Do uzyskania przez Żydów dominującej pozycji w obrocie finansowym przyczyniła się również diaspora. Jeden Żyd mieszkał, dajmy na to, w Rawennie, inny – w Konstantynopolu, a jeszcze inny – w Akwizgranie. Ponieważ po upadku Zachodniego Cesarstwa Rzymskiego w roku 476, poziom bezpieczeństwa zmalał niemal do zera, przesyłanie pieniędzy, zwłaszcza na większe odległości, stało się bardzo ryzykowne. Zamiast tedy przewozić złoto lub srebro, Żyd, dajmy na to, z Paryża, pisał list do Żyda z Genui, żeby temu to a temu wypłacił ileś tam dukatów – a oni się potem między sobą rozliczali. Toteż weksel czy czek są wynalazkami żydowskimi. Jak widzimy, jeśli nawet by uznać, że po Teodozjuszu Wielkim nastał suw: “Lwów dla chrześcijan!”, to nie da się ukryć, że z punktu widzenia Żydów ta sytuacja, oprócz plusów ujemnych, miała też wiele plusów dodatnich – jak powiedziałby Kukuniek.
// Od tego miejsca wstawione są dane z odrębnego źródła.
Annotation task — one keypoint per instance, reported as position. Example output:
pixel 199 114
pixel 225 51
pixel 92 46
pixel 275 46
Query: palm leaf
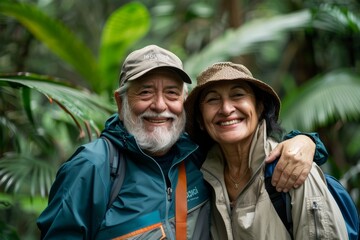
pixel 123 28
pixel 246 39
pixel 57 37
pixel 81 105
pixel 335 19
pixel 323 100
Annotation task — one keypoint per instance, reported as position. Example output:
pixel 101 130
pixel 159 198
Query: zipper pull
pixel 315 208
pixel 169 192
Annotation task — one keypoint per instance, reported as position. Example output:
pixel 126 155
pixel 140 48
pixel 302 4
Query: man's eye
pixel 144 92
pixel 211 100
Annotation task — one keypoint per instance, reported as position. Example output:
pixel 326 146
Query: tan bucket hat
pixel 148 58
pixel 219 72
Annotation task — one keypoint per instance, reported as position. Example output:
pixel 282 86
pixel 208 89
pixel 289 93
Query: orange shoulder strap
pixel 181 203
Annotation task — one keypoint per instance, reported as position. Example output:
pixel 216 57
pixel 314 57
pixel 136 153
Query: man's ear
pixel 118 100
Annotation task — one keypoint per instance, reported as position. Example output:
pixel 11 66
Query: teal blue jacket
pixel 78 198
pixel 145 206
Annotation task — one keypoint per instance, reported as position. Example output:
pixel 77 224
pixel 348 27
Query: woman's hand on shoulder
pixel 295 161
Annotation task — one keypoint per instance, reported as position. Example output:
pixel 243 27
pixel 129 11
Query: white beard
pixel 161 139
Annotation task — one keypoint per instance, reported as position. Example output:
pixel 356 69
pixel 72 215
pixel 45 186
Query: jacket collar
pixel 259 149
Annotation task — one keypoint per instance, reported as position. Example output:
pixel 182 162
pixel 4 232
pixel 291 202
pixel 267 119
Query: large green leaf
pixel 57 37
pixel 325 99
pixel 80 104
pixel 20 173
pixel 123 28
pixel 246 39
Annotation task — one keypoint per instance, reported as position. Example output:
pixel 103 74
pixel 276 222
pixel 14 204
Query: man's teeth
pixel 229 122
pixel 157 120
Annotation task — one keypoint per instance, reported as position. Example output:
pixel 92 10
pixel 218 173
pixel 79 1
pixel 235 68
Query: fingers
pixel 291 178
pixel 296 156
pixel 275 153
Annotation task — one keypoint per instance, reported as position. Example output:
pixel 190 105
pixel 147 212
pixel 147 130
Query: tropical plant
pixel 32 147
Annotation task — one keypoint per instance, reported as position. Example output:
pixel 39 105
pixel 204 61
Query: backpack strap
pixel 117 170
pixel 181 204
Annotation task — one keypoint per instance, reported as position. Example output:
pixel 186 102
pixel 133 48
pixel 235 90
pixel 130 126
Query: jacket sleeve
pixel 77 200
pixel 321 153
pixel 315 212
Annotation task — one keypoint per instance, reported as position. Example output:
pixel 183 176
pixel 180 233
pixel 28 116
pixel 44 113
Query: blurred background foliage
pixel 60 60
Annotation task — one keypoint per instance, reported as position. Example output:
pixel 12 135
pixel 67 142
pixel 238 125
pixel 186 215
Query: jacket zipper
pixel 169 193
pixel 315 209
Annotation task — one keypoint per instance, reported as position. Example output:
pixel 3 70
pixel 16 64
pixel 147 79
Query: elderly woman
pixel 237 116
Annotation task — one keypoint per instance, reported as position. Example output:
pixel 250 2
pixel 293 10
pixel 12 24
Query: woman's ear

No a w jakiej fazie znajdujemy sie obecnie? W odróżnieniu od roku 1968, kiedy to przywódcy młodzieżowej rewolty, będącej pilotażowym programem nowej strategii rewolucji komunistycznej, w której Żydzi zawsze byli w awangardzie, rzucili hasło: “zabrania się zabraniać!” – teraz najwyraźniej wchodzimy w etap surowości, w którym z roku na rok wydłuża się lista tematów i spraw, o których nie wolno mówić głośno, a najlepiej – wcale. Na tej właśnie fali, niezawisły sąd we Wrocławiu, który z jakichś zagadkowych powodów “powinność swej służby zrozumiał”, z oskarżenia żydowskiej loży “Synów Przymierza” , skazał pana Jacka Międlara na karę ograniczenia wolności za cytowanie Talmudu, użycie sformułowania: “Polska banderowska” oraz przekazanie informacji, że pani reprezentująca amerykański Komitet Żydowski ukradła na lotnisku kosmetyki na ponad 1500 złotych.
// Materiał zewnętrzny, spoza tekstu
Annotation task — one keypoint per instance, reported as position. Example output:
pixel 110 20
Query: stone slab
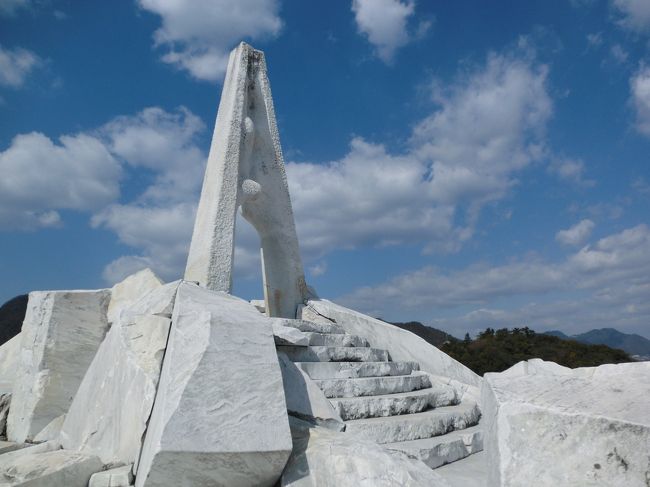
pixel 57 468
pixel 60 336
pixel 408 427
pixel 440 450
pixel 372 386
pixel 401 344
pixel 220 417
pixel 121 383
pixel 334 354
pixel 305 399
pixel 586 427
pixel 126 292
pixel 392 404
pixel 9 357
pixel 348 370
pixel 115 477
pixel 324 458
Zwraca uwagę okoliczność, że – o ile mi wiadomo – niezawisły sąd we Wrocławiu nie stwierdził, by cytaty z Talmudu były fałszywe, przeszedł do porządku nad okolicznością, że “Polska banderowska” jest skrótową i bardzo trafną charakterystyką polityki rządu “dobrej zmiany” – co pokazała reakcja MSZ w Warszawie na “banderowską” deklarację ukraińskiego ambasadora w Berlinie, pana Melnyka, ani też nie podważył prawdziwości informacji o złodziejce kosmetyków.
W tej sytuacji wyrok wrocławskiego sądu jest oczywistym złamaniem konstytucyjnej wolności słowa, a okoliczność, że pana Międlara oskarżali Żydzi z loży B`nai B`rith, czyli “Synów Przymierza” tylko pogarsza sprawę, bo dowodzi, że Polska wchodzi w mroczny i niebezpieczny suw dziejowy: “chrześcijanie dla lwów!”
Warto tedy przypomnieć że – zgodnie z teorią Antoniego Słonimskiego – następnym suwem powinien być: “Lwów (i Wrocław chyba też) dla chrześcijan!”, co może nadejść dość szybko, jeśli Żydzi będą tak dalej dokazywać.